18 век – эпоха господства классицизма в русской литературе. Его теоретики и критики не различали индивидуальных манер отдельных авторов, обращали лишь внимание на стилистические особенности литературных жанров. Не видя существенных различий ни между национальными культурами, ни между писательскими индивидуальностями, классики выдвигали на первое место мысль, подлежащую совершенному выражению на языке поэзии. И при переводе иноязычных авторов старались наиболее точно передать мысль автора произведения, идею стихотворения. Переводя произведения, они не ставили перед собой задачи донести в переводе своеобразные черты эпохи и национальных характеров. Не стояла у переводчиков 18 века и такая задача, как воспроизведение в переводе своеобразия поэтической индивидуальности переводимого автора.

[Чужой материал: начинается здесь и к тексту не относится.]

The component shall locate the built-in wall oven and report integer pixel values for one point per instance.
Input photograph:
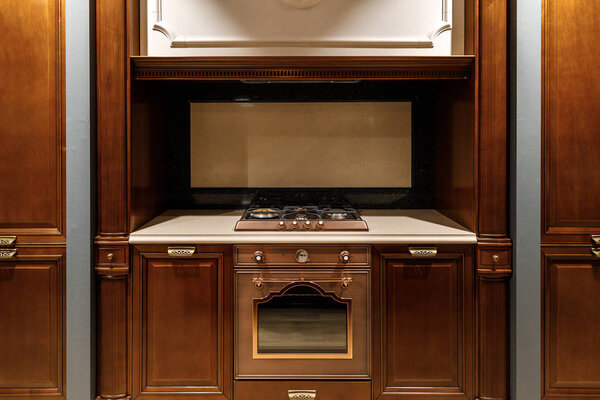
(302, 312)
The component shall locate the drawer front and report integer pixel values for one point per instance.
(302, 390)
(494, 258)
(286, 255)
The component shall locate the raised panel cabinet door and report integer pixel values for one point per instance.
(571, 118)
(31, 127)
(32, 325)
(179, 325)
(426, 326)
(571, 323)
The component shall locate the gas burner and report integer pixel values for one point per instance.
(337, 215)
(301, 218)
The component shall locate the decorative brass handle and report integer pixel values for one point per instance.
(181, 251)
(302, 394)
(7, 241)
(423, 251)
(259, 282)
(6, 254)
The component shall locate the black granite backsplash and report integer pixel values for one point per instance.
(181, 94)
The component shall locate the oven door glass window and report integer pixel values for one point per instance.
(302, 322)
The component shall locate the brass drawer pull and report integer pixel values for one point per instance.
(423, 251)
(302, 394)
(181, 251)
(259, 282)
(7, 241)
(7, 254)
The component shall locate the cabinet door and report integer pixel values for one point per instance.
(571, 323)
(571, 119)
(181, 321)
(32, 324)
(426, 327)
(31, 127)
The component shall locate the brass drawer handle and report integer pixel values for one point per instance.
(423, 251)
(7, 241)
(7, 254)
(302, 394)
(181, 251)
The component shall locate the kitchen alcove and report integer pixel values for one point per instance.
(440, 142)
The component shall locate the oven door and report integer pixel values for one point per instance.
(302, 324)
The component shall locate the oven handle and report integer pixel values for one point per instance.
(259, 282)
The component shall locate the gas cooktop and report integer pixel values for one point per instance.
(301, 218)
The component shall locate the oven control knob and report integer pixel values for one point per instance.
(302, 256)
(258, 256)
(345, 256)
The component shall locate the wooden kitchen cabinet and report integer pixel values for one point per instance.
(464, 290)
(571, 162)
(571, 277)
(32, 324)
(181, 313)
(570, 208)
(424, 324)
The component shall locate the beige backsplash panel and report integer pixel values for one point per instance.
(274, 145)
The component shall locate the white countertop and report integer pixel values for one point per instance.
(385, 226)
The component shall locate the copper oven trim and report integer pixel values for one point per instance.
(302, 356)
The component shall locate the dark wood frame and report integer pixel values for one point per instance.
(39, 245)
(463, 256)
(484, 210)
(565, 240)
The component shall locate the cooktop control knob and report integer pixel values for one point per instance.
(345, 256)
(258, 256)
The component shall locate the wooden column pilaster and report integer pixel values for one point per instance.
(494, 255)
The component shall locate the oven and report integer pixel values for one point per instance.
(302, 312)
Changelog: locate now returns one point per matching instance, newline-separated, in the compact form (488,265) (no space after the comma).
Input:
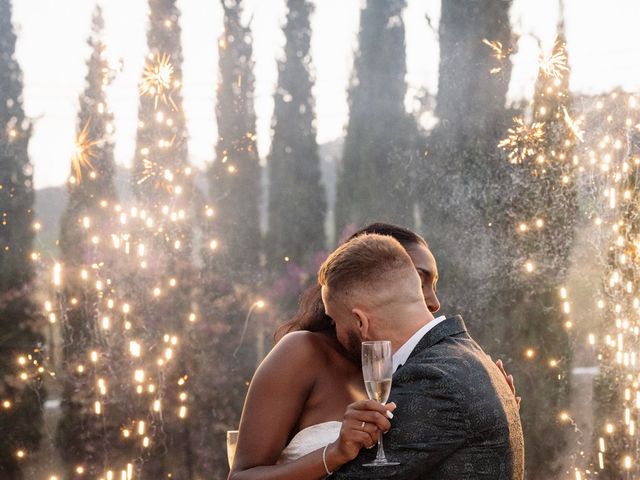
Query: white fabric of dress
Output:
(310,439)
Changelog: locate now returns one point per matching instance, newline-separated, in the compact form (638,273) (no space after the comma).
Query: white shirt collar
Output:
(402,354)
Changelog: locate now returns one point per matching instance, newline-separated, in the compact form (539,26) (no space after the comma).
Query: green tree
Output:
(460,195)
(85,438)
(375,177)
(297,201)
(21,397)
(162,288)
(231,274)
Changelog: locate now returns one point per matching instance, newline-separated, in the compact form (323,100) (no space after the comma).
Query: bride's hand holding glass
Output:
(362,423)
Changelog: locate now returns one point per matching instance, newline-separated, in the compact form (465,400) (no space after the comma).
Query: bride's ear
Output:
(362,322)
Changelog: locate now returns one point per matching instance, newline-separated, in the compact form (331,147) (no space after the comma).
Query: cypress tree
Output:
(231,254)
(539,230)
(163,285)
(462,183)
(374,181)
(21,392)
(297,202)
(84,437)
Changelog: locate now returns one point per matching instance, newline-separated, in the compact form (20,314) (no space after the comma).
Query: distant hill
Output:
(51,201)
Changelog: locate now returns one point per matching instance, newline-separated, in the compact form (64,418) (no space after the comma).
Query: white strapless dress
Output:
(310,439)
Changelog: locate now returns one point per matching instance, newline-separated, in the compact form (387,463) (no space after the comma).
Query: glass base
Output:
(381,463)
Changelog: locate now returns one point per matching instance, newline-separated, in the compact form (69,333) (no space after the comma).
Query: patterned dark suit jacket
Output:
(456,419)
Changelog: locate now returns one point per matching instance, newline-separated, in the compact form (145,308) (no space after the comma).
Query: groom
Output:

При опубликовании переводов часто даже не указывалось имя автора подлинника: ведь идеи равно принадлежат всему человечеству, и не столь важно, как считали в век классицизма, кто выразил данную идею в стихотворной форме. Преодоление жёстких литературных норм классицизма связано с творчеством Ивана Крылова. Если баснописцы 18 века, переводя басни Лафонтена, соревновались друг с другом в точности и совершенстве передачи сюжета басни, то Крылов в своих баснях на сюжеты из Лафонтена передал живую народную речь, создал живые характеры персонажей. Тем самым он полнее выражает содержание, заключённое в творчестве великого француза по существу: в другое время, в других национальных и исторических обстоятельствах он вызывает у читателя те же мысли и чувства, которые стремился вызвать у своих читателей Лафонтен. Преодоление эстетики классицизма можно ясно увидеть и на истории русского Гомера. Первоначально русские переводчики ориентировались на французских поэтов 18 века, которые создавали своего Гомера, изящного и благонравного. Но в 1829 году вышел в печати перевод Н.И. Гнедича, который стремился доступными ему средствами языка и стиха воссоздать своеобразные черты древнегреческого рапсода. И это ему блестяще удалось. А.С. Пушкин откликнулся на появление в печати перевода «Илиады», выполненного Гнедичем:

«Слышу умолкнувший звук
Божественной эллинской речи;
Старца великого тень
Чую смущённой душой».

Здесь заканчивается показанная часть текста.